Researchers from Massachusetts Eye and Ear/Schepens Eye Research Institute, Harvard Medical School and other institutions have demonstrated for the first time that the omega (ω)-3 long-chain polyunsaturated fatty acids (LCPUFAs), DHA and EPA, and their specific bioactive products derived from the cytochrome P450 (CYP) pathway, can influence choroidal neovascularization (CNV) and vascular leakage by modulating micro-environmental immune cell recruitment to the site of these lesions. Their findings will be published in PNAS Online Early Edition the week of June 16-20, 2014.

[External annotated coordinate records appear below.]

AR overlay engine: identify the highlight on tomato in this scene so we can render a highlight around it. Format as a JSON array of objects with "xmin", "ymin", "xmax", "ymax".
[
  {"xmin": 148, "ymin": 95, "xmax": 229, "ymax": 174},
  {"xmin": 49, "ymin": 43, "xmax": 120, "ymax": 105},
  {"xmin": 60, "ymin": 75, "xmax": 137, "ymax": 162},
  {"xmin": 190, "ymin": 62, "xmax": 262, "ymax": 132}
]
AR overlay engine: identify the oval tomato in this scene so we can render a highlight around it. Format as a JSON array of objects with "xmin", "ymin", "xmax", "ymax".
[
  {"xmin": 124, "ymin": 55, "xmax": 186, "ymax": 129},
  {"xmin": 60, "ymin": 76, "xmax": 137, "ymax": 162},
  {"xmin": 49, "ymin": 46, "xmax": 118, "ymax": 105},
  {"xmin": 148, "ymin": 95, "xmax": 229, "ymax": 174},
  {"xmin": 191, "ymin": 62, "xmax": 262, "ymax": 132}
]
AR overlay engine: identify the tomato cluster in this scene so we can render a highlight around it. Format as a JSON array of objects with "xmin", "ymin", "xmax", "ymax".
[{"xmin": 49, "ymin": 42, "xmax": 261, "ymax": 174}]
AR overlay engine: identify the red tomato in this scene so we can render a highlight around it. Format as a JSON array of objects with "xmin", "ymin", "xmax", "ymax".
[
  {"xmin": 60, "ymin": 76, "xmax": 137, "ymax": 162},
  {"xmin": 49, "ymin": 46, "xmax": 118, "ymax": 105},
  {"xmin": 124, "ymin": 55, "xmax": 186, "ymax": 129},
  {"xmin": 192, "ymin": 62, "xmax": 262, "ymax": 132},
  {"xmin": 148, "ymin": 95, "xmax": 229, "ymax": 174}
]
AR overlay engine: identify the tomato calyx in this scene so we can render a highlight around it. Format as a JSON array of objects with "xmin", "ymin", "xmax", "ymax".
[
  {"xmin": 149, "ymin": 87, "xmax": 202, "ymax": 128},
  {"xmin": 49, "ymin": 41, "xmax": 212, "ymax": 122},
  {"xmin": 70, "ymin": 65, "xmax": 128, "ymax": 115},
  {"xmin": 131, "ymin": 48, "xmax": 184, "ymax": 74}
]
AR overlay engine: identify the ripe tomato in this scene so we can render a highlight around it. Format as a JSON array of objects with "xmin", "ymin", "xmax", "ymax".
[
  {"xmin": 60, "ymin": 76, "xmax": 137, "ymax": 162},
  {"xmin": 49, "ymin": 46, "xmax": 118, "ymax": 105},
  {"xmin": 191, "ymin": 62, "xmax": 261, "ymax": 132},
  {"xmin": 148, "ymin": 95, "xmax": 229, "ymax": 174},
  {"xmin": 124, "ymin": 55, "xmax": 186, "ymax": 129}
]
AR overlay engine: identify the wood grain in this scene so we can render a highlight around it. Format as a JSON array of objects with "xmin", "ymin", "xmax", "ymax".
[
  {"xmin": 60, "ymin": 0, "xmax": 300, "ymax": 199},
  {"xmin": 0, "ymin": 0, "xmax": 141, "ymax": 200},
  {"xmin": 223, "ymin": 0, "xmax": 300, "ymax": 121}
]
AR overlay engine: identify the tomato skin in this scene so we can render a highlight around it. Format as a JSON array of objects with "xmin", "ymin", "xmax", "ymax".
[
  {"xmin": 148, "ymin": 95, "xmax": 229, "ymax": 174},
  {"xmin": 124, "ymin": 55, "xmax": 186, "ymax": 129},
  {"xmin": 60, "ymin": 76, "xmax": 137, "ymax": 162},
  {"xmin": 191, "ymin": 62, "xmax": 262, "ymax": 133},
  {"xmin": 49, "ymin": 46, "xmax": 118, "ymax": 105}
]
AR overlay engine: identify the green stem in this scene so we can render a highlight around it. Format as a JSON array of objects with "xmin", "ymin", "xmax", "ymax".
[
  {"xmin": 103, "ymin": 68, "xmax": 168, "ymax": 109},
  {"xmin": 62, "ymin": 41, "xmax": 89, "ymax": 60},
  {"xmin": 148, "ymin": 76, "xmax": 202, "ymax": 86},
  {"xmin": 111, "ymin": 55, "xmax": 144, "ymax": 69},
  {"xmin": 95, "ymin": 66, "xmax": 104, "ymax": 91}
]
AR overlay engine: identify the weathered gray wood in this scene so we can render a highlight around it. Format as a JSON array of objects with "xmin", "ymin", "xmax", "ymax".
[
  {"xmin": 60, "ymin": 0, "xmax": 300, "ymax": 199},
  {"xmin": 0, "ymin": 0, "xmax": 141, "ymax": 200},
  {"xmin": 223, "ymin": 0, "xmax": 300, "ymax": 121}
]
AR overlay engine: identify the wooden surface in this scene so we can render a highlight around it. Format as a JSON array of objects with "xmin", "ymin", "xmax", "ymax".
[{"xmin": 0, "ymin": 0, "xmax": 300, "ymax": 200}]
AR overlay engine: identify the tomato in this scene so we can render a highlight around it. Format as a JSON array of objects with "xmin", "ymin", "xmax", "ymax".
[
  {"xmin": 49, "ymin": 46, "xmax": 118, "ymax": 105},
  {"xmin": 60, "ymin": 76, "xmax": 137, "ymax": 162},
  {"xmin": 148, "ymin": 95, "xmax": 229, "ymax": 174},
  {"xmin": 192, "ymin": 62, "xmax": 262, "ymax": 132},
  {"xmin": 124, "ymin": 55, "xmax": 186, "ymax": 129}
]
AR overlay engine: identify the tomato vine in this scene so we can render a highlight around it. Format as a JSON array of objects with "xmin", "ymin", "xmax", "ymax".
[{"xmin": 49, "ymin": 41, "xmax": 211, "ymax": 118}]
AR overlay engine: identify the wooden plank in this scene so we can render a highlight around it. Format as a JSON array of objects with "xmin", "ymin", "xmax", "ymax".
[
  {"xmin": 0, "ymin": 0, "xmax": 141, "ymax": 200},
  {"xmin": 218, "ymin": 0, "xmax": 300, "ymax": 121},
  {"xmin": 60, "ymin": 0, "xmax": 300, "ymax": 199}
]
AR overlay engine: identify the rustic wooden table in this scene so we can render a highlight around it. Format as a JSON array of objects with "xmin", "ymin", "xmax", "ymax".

"Given the prevalence of neovascular eye disease, the potential impact of this study is highly significant. We have identified unique endogenous lipid biometabolites that are able to inhibit pathologic retinal angiogenesis, a major driver of vision loss worldwide. It is our hope that future studies will allow us to develop specific therapeutics that harness this knowledge resulting in a greater visual outcome and quality of life for patients suffering from these sight-threatening diseases," said lead author Ryoji Yanai, M.D., Ph.D.